Toward threading polyintercalators with programmed sequence specificity
Abstract
Synthetic molecules that can bind DNA in a sequence specific manner are
an interesting area of molecular recognition research with the potential to develop
new therapeutics. A novel class of polyintercalators, composed of 1,4,5,8-
naphthalene tetracarboxylic diimide (NDI) intercalating units connected via
peptide linkers, have been developed in the Iverson research group. A previous
combinatorial library screen identified two different bis-intercalators with altered
sequence specificity and subsequent structural studies revealed that these
molecules have a unique threading mode of polyintercalation, in which the tethering linker can be in either the major or minor groove, depending on the
peptide linker composition.
The peptide linkers are believed to play an important role in the
recognition of target sequences and several analogues were investigated using
DNase I footprinting experiments. These results showed that the position of a
lysine residue in the linker plays a crucial role in recognizing internal sequences
of 5’-GGNNCC-3’ on DNA. Among those derivatives, the parent compound
(1), H2N-Lys-NDI-Gly-Gly-Gly-Lys-NDI-Gly-OH, showed dramatic sequence
reading ability on 5’-GGNNCC-3’ sequences with the order of GGTACC >
GGCGCC > GGATCC ~ GGGCCC with Kd ~ 125 nM.

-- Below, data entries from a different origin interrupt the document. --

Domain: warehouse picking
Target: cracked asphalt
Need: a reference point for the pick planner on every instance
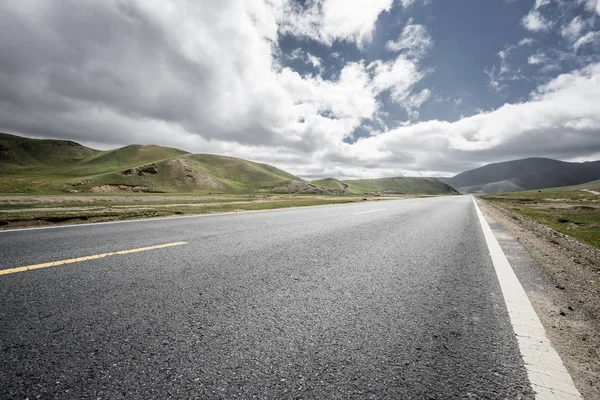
(334, 302)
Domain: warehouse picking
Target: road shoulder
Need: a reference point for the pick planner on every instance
(561, 281)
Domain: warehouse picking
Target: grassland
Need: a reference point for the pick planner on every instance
(398, 185)
(32, 166)
(573, 211)
(29, 210)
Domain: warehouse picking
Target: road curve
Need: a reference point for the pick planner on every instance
(387, 300)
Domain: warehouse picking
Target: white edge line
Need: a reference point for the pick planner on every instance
(366, 212)
(546, 372)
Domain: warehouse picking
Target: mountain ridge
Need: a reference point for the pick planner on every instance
(59, 166)
(524, 174)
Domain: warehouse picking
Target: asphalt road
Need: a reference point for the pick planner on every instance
(395, 299)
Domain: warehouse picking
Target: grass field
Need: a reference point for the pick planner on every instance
(33, 166)
(23, 211)
(573, 210)
(398, 185)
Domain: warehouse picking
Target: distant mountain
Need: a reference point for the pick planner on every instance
(53, 166)
(61, 166)
(525, 174)
(398, 185)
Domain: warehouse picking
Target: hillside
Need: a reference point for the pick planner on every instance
(399, 185)
(55, 166)
(525, 174)
(332, 184)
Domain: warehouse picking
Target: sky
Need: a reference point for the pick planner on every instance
(319, 88)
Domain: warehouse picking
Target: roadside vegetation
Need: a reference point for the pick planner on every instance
(573, 211)
(30, 210)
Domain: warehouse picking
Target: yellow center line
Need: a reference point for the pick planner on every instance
(79, 259)
(366, 212)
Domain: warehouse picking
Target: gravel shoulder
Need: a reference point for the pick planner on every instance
(562, 279)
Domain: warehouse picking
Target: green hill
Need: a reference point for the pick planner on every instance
(399, 185)
(60, 166)
(55, 166)
(332, 184)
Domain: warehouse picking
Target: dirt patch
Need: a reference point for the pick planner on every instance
(149, 169)
(299, 187)
(184, 176)
(569, 311)
(122, 189)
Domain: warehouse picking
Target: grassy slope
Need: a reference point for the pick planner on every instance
(408, 185)
(331, 184)
(57, 166)
(568, 210)
(54, 166)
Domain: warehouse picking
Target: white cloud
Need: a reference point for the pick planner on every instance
(526, 42)
(331, 20)
(592, 38)
(536, 59)
(299, 54)
(205, 78)
(414, 41)
(592, 5)
(573, 30)
(560, 116)
(534, 21)
(541, 3)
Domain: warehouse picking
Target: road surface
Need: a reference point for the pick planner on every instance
(385, 300)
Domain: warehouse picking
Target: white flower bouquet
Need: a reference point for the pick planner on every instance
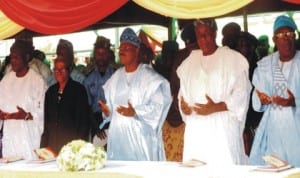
(79, 155)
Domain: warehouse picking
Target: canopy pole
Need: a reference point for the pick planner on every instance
(172, 30)
(245, 19)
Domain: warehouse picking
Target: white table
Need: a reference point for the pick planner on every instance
(127, 169)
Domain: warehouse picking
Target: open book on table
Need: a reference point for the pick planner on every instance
(275, 164)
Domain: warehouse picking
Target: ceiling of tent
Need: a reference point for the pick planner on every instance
(132, 13)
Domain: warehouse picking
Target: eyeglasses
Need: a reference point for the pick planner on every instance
(285, 34)
(63, 70)
(126, 48)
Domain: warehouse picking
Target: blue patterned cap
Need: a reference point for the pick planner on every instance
(128, 35)
(284, 21)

The previous structural knowledge of the two different bis-intercalators (1,
and 1.2) served as binding modules that enabled us to design threading
polyintercalators with sequence specific contacts in both grooves. A trimer
(4.1), a hybrid molecule of the two bis-intercalator modules was designed to block
both grooves and its programmed sequence reading ability was proved in
footprinting experiments. As a parallel approach to achieve polyintercalation
with programmed sequences, a symmetric tetramer (5.1) that is a conjugate of two
identical bis-intercalator units (1.2) with flexible aliphatic chain linker was
designed. 1D 1
H-NMR titration experiment revealed that this compound binds
to a 14 bp DNA sequence d(GATAAGTACTTATC)2 with 1:1 stoichiometry.
2D 1
H-NMR studies combined with restrained molecular dynamics confirmed a threading binding mode in the three-dimensional structure of the DNA-ligand
complex in which β-alanine residues in one type of linker reside in the minor
groove as expected, while an adipic acid linker resides in the major groove also as
expected. This represents the first structural analysis of any DNA intercalating
molecules larger than a bis-intercalator and confirms that the sequence specific
binding of longer threading polyintercalators can be predicted from bisintercalator modules. These results will provide the molecular basis for the
DNA binding properties of a new generation of threading polyintercalators.